I do not wear grammatical errors.

But the boys who pretend to be men
in their black leather biker vests and chain wallets
and tattoos encircling their necks
don’t know any better.

They pretend to be the devil himself—
antithesis of everything holy,
everything Saint Patrick.
I see it in their eyes,
through the smoke clinging to the tin ceiling
and the wrinkled posters of Irish landscapes
plastered to the lime green walls of this little corner bar
squeezed between the close neighborhood houses
surrounded by mountains in a little corner town
that pretends to be Irish in this little spot.

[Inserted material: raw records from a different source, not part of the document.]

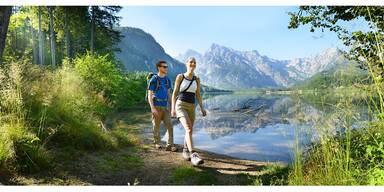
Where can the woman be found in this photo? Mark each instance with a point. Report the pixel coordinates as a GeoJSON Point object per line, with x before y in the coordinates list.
{"type": "Point", "coordinates": [187, 88]}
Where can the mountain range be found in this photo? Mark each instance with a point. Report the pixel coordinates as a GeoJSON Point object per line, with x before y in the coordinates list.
{"type": "Point", "coordinates": [223, 67]}
{"type": "Point", "coordinates": [226, 68]}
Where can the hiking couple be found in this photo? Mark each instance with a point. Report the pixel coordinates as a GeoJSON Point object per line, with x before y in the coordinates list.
{"type": "Point", "coordinates": [180, 104]}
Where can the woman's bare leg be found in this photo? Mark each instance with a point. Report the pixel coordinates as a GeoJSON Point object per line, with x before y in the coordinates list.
{"type": "Point", "coordinates": [187, 124]}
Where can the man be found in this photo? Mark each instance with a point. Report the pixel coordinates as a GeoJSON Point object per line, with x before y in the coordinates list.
{"type": "Point", "coordinates": [159, 99]}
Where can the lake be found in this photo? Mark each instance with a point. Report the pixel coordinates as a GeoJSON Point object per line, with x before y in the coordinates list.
{"type": "Point", "coordinates": [261, 127]}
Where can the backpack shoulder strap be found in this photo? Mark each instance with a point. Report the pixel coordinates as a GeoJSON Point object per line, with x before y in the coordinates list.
{"type": "Point", "coordinates": [193, 79]}
{"type": "Point", "coordinates": [157, 81]}
{"type": "Point", "coordinates": [167, 82]}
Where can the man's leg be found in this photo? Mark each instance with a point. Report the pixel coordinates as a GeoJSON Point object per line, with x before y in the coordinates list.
{"type": "Point", "coordinates": [168, 126]}
{"type": "Point", "coordinates": [156, 127]}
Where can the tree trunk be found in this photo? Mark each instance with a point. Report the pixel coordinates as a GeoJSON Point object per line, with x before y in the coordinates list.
{"type": "Point", "coordinates": [67, 42]}
{"type": "Point", "coordinates": [52, 37]}
{"type": "Point", "coordinates": [35, 52]}
{"type": "Point", "coordinates": [92, 29]}
{"type": "Point", "coordinates": [41, 43]}
{"type": "Point", "coordinates": [5, 15]}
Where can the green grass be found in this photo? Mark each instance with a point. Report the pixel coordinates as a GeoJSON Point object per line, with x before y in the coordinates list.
{"type": "Point", "coordinates": [43, 111]}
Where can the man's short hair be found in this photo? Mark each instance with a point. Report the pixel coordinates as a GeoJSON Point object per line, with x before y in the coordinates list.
{"type": "Point", "coordinates": [158, 64]}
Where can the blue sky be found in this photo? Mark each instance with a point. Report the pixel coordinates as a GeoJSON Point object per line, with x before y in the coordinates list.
{"type": "Point", "coordinates": [258, 28]}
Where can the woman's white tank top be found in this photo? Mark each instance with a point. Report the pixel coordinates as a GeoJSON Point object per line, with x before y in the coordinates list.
{"type": "Point", "coordinates": [185, 83]}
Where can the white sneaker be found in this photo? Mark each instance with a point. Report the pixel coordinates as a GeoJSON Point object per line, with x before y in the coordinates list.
{"type": "Point", "coordinates": [195, 159]}
{"type": "Point", "coordinates": [186, 154]}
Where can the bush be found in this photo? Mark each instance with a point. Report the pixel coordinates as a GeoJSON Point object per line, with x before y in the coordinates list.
{"type": "Point", "coordinates": [43, 109]}
{"type": "Point", "coordinates": [101, 72]}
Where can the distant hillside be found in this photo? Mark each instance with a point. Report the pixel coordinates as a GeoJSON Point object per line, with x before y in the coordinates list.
{"type": "Point", "coordinates": [140, 52]}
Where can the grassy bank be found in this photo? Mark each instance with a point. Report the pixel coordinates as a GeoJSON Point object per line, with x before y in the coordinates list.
{"type": "Point", "coordinates": [44, 112]}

I see the hesitancy in their faces
the uncertainty, the small innocent fear
undetectable under a fifth beer,
invisible behind a beard,
and as subtle as an inappropriate apostrophe
that no one really notices.

Knock Shrine

by Christian Reifsteck

God appears to me in such plainness sometimes—
here in Mayo, where the Virgin and some sheep and a cow
appeared behind the church to a group of farmers
nearly one hundred years ago.
And now a concrete shrine
has covered over the fields.

God appears to me in such plainness sometimes—
but not in the stark white statues marking the spot,
not the wall of glass encasing them,
not the massive stone rosary,
not even the rows of post-modern holy water fonts.
Not in these.

But God appears to me in such plainness sometimes—
in the elderly woman half-blind and timid
and thankful, so thankful to that selfsame God that I,
some stranger who has determined how to coax
the holy water from the font’s silver udder,
am here to guide her hand to fill up her cup.

And so God has appeared to me in such plainness—
in the old woman who can hardly see,
in her nervous request for assistance,
her relief that I just happen to be there,
and in the used plastic water bottle
that God flows into.

Slimy Lemons in Aged Whiskey

by Brent Lucia

The old bird walked in, flapping her cheap wings.
Scouting for rusty Johns.
Screaming at Hell’s gate to let her in for her sins.

She clung to our noses like burnt rubber.
Peeling at the rind.
Dumping a twist in her Powers on the rocks.

And in the black sea, against her empty palm.
Sinking against the past.
Passing away from all the lonely touches of her day.